The situation in Europe, particularly with the war in Ukraine, has definitely had an impact on the ride manufacturers are taking in 2022. In a video focused on steel pricing, Nick Webb, director of risk management at Ryerson, a leading metals distributor and processor headquartered in Chicago, said given Europe’s proximity to Russia and Ukraine, the onset of the war brought on “fairly large panic within the European region for steel products, whether it was scrap, iron ore, coking coal – it really led the U.S. rally. A couple weeks later, the U.S. market, which was trading down $1,000 a ton on the hot roll contract traded up about $500 to $600 very quickly.”

Webb pointed out that it’s been an interesting last three or four months, as we’ve “seen a roller coaster of prices coming down sharply, going up sharply and going back down. Unfortunately, this volatility we’ve seen in metals and more broadly commodities, seems like it’s going to be with us for a little while as we sort through the supply/demand balances.”
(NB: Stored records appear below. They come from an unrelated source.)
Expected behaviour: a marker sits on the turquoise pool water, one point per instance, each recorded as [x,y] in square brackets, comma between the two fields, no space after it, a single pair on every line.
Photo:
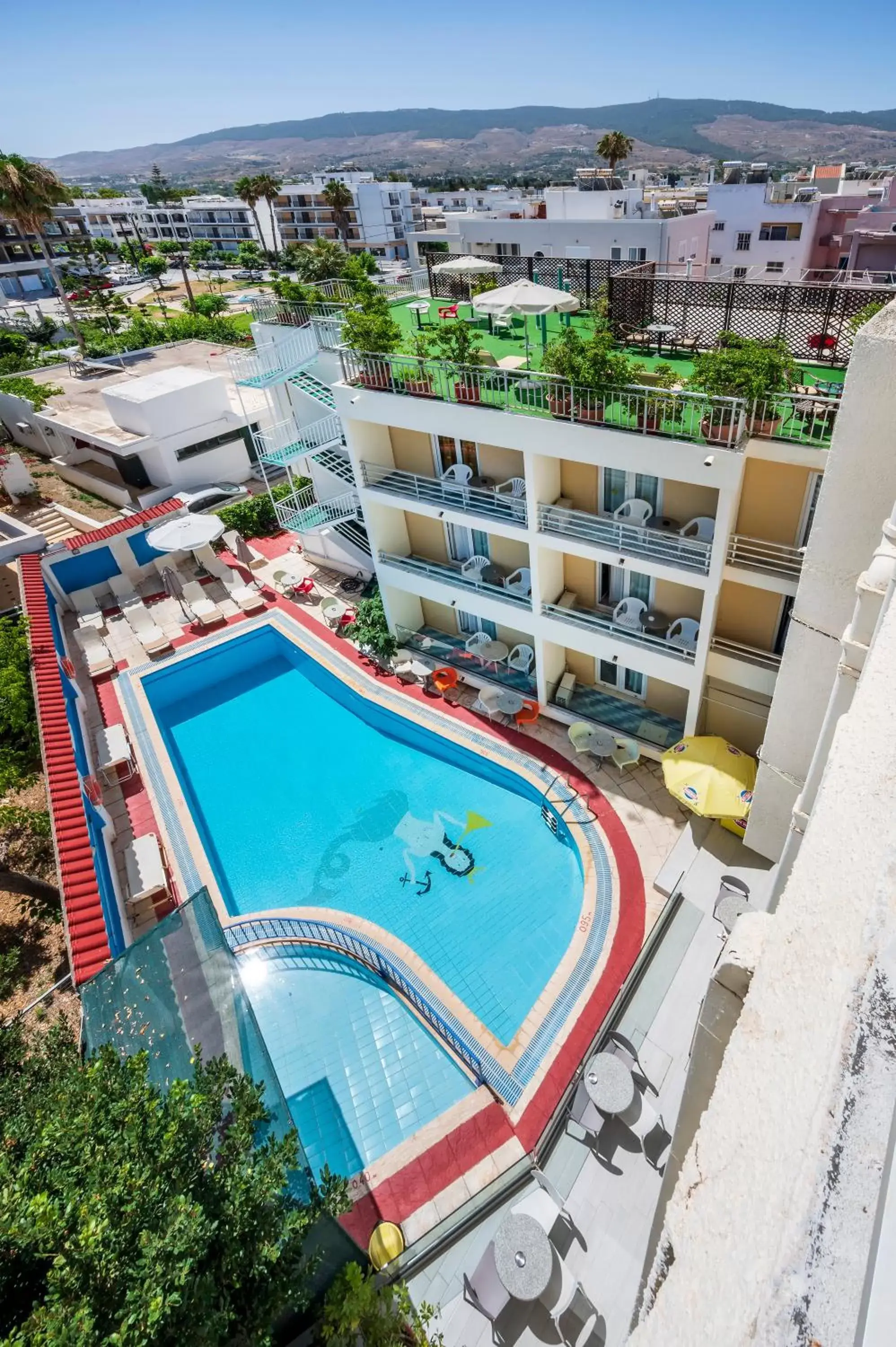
[307,795]
[359,1071]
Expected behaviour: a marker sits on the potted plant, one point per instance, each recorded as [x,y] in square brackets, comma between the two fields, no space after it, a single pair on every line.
[456,343]
[369,330]
[419,382]
[754,371]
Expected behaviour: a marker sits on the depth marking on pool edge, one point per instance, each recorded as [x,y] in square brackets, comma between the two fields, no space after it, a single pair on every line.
[509,1085]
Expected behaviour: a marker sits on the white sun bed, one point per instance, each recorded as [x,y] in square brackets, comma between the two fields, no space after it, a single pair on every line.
[202,608]
[145,868]
[88,609]
[95,650]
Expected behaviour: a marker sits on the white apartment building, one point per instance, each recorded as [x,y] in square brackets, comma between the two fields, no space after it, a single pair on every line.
[225,221]
[379,220]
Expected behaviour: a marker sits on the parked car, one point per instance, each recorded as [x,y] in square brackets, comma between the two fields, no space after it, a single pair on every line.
[201,500]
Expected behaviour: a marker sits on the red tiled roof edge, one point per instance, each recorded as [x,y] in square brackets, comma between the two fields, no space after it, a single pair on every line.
[81,906]
[123,526]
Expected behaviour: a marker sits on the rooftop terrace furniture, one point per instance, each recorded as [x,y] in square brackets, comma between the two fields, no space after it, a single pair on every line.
[519,582]
[114,752]
[684,634]
[703,527]
[150,636]
[628,612]
[634,511]
[544,1205]
[200,605]
[145,868]
[88,609]
[565,690]
[486,1291]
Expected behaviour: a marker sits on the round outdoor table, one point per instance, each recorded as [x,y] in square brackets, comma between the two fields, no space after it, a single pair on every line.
[492,652]
[655,624]
[610,1083]
[523,1257]
[731,907]
[419,308]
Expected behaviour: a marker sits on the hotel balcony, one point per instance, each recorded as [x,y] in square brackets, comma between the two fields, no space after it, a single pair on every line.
[651,542]
[433,491]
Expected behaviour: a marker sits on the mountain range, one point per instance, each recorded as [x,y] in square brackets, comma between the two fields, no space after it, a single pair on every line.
[666,131]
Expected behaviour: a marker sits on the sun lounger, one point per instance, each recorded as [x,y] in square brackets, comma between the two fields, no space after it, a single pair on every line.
[150,636]
[88,609]
[95,650]
[202,608]
[145,868]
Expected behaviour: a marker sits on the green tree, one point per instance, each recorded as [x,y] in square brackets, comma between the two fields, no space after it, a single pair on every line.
[178,255]
[615,146]
[247,190]
[340,200]
[142,1218]
[29,192]
[268,188]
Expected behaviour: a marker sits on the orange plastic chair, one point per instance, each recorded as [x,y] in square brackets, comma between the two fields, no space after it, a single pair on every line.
[444,679]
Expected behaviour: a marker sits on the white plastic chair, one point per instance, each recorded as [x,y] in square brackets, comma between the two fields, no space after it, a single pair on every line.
[684,634]
[628,613]
[486,1291]
[703,528]
[634,512]
[474,643]
[544,1205]
[474,568]
[519,582]
[521,659]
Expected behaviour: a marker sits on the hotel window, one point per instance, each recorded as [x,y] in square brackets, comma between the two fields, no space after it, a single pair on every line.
[781,233]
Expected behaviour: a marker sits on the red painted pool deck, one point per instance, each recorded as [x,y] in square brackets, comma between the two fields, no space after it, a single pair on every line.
[455,1156]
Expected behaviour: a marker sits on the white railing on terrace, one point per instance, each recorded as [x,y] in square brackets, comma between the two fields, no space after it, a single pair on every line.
[286,441]
[755,554]
[453,576]
[604,531]
[433,491]
[303,512]
[274,361]
[595,621]
[751,654]
[643,411]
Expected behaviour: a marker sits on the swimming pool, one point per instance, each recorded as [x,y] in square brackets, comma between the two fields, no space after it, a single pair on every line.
[305,794]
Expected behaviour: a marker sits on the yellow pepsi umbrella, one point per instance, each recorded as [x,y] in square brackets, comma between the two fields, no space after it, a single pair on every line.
[711,776]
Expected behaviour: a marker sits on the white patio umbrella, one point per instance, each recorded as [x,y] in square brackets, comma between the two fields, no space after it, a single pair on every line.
[468,267]
[185,533]
[526,297]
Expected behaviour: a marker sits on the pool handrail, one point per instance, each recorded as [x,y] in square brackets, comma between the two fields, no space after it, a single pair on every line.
[312,933]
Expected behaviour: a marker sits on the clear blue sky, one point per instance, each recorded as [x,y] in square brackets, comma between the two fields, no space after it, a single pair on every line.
[79,77]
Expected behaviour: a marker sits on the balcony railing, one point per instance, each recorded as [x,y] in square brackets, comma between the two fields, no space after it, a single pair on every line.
[595,621]
[286,441]
[643,411]
[433,491]
[798,418]
[274,361]
[755,554]
[751,654]
[604,531]
[453,576]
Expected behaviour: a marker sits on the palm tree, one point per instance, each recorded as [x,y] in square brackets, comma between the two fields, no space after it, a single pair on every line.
[29,193]
[614,147]
[320,260]
[247,192]
[338,198]
[268,186]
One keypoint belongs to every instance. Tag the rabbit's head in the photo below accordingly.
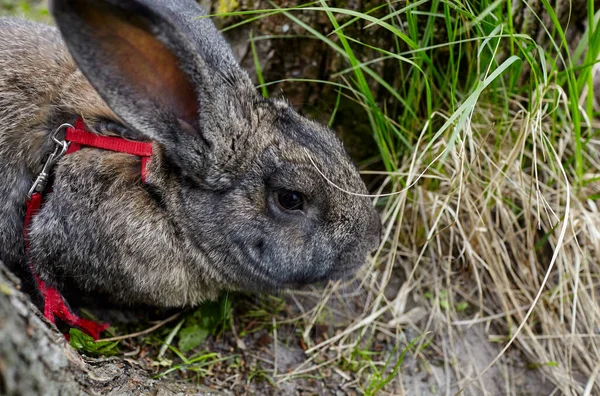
(240, 175)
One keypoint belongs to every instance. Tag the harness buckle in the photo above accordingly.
(60, 149)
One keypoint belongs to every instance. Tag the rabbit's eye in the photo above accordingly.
(290, 200)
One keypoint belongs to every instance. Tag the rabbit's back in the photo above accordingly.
(39, 82)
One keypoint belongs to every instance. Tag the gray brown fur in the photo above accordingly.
(206, 218)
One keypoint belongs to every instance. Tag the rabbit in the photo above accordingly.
(235, 196)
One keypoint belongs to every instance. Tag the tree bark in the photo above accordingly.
(36, 359)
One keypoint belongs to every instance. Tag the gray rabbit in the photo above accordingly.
(232, 199)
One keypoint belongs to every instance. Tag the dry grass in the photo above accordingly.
(496, 236)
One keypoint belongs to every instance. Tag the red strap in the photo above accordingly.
(79, 136)
(54, 304)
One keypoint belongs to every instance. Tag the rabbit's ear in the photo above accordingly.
(155, 63)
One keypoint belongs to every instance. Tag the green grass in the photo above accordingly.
(491, 120)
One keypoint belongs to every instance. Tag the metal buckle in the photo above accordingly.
(61, 148)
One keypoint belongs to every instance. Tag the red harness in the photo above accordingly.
(76, 138)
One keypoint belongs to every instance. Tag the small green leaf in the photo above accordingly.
(208, 319)
(86, 344)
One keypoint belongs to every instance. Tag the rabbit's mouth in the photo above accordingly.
(263, 274)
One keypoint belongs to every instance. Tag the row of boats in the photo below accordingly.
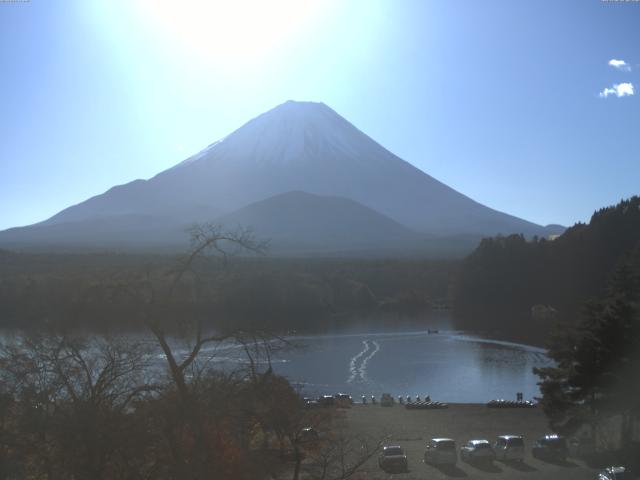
(510, 404)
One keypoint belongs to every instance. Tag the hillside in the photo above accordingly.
(507, 284)
(295, 147)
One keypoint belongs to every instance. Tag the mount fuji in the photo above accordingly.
(299, 174)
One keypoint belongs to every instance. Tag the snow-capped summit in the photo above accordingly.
(294, 147)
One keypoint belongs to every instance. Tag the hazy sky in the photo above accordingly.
(514, 103)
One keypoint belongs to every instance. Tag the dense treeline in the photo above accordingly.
(592, 390)
(114, 408)
(520, 289)
(301, 294)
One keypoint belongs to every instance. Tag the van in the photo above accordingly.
(509, 447)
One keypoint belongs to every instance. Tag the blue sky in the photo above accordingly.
(513, 103)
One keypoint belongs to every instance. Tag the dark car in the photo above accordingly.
(551, 447)
(615, 473)
(309, 435)
(393, 458)
(327, 400)
(477, 450)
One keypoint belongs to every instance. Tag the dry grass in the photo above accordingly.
(412, 428)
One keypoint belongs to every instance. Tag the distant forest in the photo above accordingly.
(521, 289)
(509, 287)
(103, 292)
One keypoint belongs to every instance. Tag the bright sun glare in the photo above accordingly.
(237, 32)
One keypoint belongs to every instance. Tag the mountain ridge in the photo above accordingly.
(304, 147)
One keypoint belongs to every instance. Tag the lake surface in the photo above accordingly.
(449, 366)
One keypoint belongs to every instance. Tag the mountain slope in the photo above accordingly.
(299, 221)
(297, 146)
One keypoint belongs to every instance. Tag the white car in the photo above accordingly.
(509, 447)
(614, 473)
(441, 451)
(477, 450)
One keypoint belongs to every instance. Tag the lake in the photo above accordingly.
(449, 366)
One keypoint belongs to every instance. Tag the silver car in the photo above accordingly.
(441, 451)
(509, 447)
(477, 450)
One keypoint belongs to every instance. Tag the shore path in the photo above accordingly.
(411, 429)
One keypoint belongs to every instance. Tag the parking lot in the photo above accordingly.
(411, 429)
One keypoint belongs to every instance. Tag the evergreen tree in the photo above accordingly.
(595, 376)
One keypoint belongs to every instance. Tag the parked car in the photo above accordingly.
(551, 447)
(615, 473)
(393, 458)
(310, 402)
(386, 400)
(509, 447)
(327, 400)
(477, 450)
(441, 451)
(343, 399)
(309, 435)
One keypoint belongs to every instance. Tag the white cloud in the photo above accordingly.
(620, 65)
(619, 90)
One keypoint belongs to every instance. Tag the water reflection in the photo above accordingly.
(448, 366)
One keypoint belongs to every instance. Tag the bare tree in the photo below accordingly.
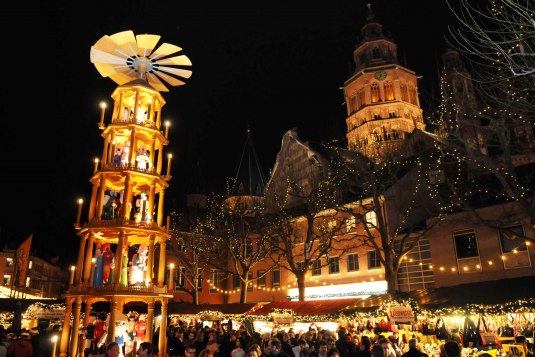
(389, 201)
(497, 40)
(190, 244)
(305, 232)
(237, 235)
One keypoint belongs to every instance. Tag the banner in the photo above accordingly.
(22, 256)
(399, 313)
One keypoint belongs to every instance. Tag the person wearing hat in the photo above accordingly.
(21, 347)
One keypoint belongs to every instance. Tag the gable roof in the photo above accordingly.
(312, 307)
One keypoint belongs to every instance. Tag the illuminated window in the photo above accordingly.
(353, 262)
(404, 92)
(261, 277)
(334, 265)
(275, 277)
(389, 91)
(316, 267)
(511, 239)
(374, 260)
(371, 218)
(199, 279)
(250, 279)
(350, 223)
(248, 248)
(180, 278)
(215, 280)
(332, 224)
(465, 244)
(375, 93)
(362, 98)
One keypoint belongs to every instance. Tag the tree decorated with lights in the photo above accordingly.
(237, 234)
(497, 39)
(303, 228)
(389, 200)
(191, 230)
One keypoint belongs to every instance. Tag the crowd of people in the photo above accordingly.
(316, 342)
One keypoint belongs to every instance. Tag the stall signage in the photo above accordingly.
(514, 350)
(401, 313)
(282, 318)
(49, 314)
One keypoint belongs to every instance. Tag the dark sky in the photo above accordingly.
(268, 65)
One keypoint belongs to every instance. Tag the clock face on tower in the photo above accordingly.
(381, 75)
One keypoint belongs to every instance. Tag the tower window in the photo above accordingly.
(376, 53)
(389, 91)
(375, 93)
(404, 93)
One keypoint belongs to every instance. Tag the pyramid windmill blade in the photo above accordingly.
(125, 57)
(171, 80)
(184, 73)
(176, 61)
(156, 83)
(146, 44)
(98, 56)
(164, 50)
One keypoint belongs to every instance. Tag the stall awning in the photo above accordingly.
(312, 307)
(184, 308)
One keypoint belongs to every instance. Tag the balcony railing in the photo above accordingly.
(112, 167)
(120, 221)
(145, 123)
(117, 289)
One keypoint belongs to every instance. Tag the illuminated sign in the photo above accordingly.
(401, 313)
(341, 291)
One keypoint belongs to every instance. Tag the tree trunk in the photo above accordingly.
(301, 286)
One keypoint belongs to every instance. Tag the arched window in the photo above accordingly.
(376, 53)
(362, 99)
(404, 93)
(375, 93)
(389, 91)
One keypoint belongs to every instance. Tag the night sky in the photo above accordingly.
(270, 65)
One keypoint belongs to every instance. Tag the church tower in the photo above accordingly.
(461, 119)
(121, 257)
(382, 96)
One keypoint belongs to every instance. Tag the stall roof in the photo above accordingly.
(184, 308)
(312, 307)
(485, 292)
(9, 305)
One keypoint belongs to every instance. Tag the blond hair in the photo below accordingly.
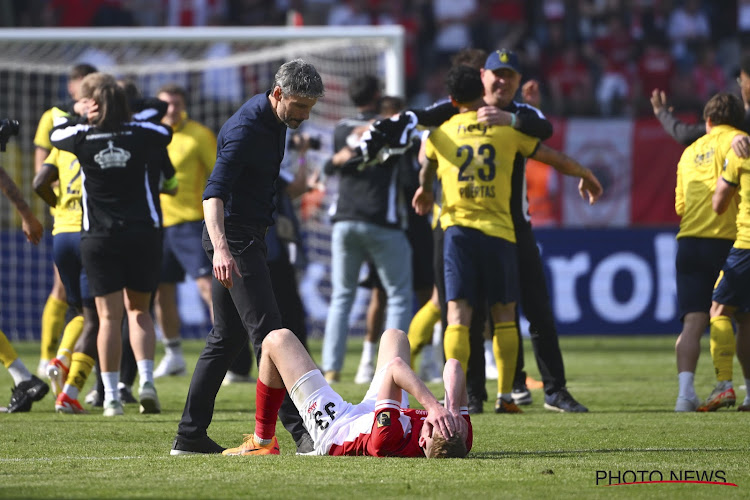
(453, 447)
(110, 97)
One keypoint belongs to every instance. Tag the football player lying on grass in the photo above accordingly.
(381, 425)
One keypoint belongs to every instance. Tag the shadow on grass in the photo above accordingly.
(496, 455)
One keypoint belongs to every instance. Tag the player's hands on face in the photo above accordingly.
(741, 145)
(33, 229)
(224, 267)
(439, 417)
(492, 115)
(589, 187)
(422, 201)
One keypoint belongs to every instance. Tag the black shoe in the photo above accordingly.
(521, 394)
(306, 446)
(563, 402)
(26, 393)
(476, 405)
(126, 395)
(201, 445)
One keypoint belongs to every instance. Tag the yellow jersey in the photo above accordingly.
(46, 123)
(698, 171)
(475, 164)
(68, 210)
(193, 154)
(737, 172)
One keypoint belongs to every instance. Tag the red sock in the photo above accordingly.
(267, 403)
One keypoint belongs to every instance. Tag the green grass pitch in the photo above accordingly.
(628, 383)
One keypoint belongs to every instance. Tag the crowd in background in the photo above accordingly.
(592, 57)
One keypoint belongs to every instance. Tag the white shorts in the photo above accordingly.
(326, 416)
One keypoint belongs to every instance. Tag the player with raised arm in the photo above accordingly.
(53, 314)
(28, 388)
(121, 240)
(475, 162)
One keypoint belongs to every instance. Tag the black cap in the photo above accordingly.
(502, 58)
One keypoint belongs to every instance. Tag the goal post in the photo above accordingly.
(220, 69)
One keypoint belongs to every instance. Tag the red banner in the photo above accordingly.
(636, 161)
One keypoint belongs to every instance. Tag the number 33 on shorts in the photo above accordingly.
(330, 410)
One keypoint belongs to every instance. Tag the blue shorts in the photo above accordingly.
(697, 264)
(183, 253)
(127, 258)
(733, 286)
(66, 250)
(475, 261)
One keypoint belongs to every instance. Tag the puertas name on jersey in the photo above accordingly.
(468, 171)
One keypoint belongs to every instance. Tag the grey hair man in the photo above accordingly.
(238, 208)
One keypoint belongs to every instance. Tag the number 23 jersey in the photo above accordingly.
(475, 165)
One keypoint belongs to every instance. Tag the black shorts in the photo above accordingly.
(698, 263)
(129, 258)
(474, 261)
(183, 253)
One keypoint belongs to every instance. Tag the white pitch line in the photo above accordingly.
(46, 459)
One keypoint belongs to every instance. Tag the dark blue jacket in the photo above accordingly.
(250, 147)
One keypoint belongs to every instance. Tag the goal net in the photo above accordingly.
(220, 68)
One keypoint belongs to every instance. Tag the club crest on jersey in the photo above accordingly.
(112, 157)
(384, 419)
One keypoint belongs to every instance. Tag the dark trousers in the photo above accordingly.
(286, 291)
(248, 308)
(535, 303)
(475, 375)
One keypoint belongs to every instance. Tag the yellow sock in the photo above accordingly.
(722, 347)
(70, 336)
(7, 354)
(421, 328)
(80, 369)
(53, 321)
(456, 344)
(505, 348)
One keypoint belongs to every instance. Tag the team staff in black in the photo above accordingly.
(501, 76)
(121, 227)
(238, 207)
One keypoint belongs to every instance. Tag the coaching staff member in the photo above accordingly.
(238, 207)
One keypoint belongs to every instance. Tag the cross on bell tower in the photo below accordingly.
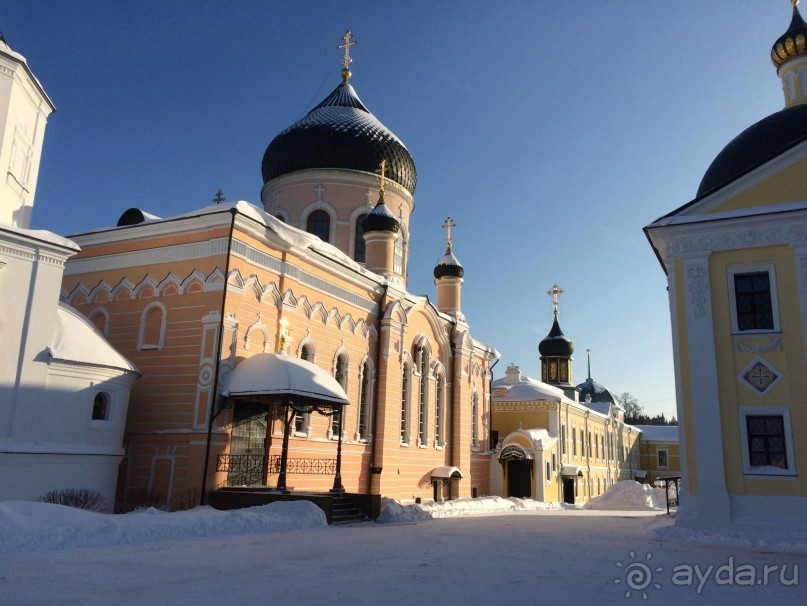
(448, 225)
(555, 292)
(346, 59)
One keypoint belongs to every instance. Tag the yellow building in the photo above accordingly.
(321, 271)
(660, 455)
(736, 265)
(550, 446)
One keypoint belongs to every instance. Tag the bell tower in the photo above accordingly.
(24, 111)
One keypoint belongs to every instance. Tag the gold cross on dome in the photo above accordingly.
(382, 172)
(555, 292)
(348, 42)
(448, 225)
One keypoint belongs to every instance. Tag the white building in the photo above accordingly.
(64, 391)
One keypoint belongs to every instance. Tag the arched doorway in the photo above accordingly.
(519, 472)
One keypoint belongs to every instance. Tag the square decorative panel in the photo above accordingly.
(760, 376)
Webb said a “little bit” of that panic has subsided, partially because Europe has found other sources of material, including from China. He also said we’re looking to see a reduction in the cost of scrap by about $50 to $75, which “should make it easier for steel mills to produce steel profitably at slightly lower prices. Steel markets across flat and long products are still extremely tight.”

But now that China is again seeing a surge in Covid-19 and is in lockdown, uncertainty is again part of the situation. China’s lockdown has resulted in a “2.9 percent industrial output drop year on year for April,” according to a recent article in MetalMiner.

There’s also the futures game to consider in more accurately projecting the cost of steel in the coming months. For example, in the last month, Webb mentioned that steel futures dropped by about $300 on various parts of the futures curve.

“We are beginning to see some customers step back into the market and do some hedging so they can lock up their prices,” he continued, “but we do have the ability to lock in futures prices so we can give our customers fixed prices on steel.”

Steel prices hit historic highs in 2021, and Elizabeth Efta, director of logistics at Ryerson, said in a recent report on the company website that the port and freight challenges that are largely to blame for what happened with prices in 2021 “haven’t quite left the party” in 2022.

“The flatbed market continues to be stagnant with spot rates basically flat for the last quarter,” she said in the report. “So, the uptick in tightening flatbed capacity (load to truck ratio) at the end of the year is expected to remain through the first quarter.”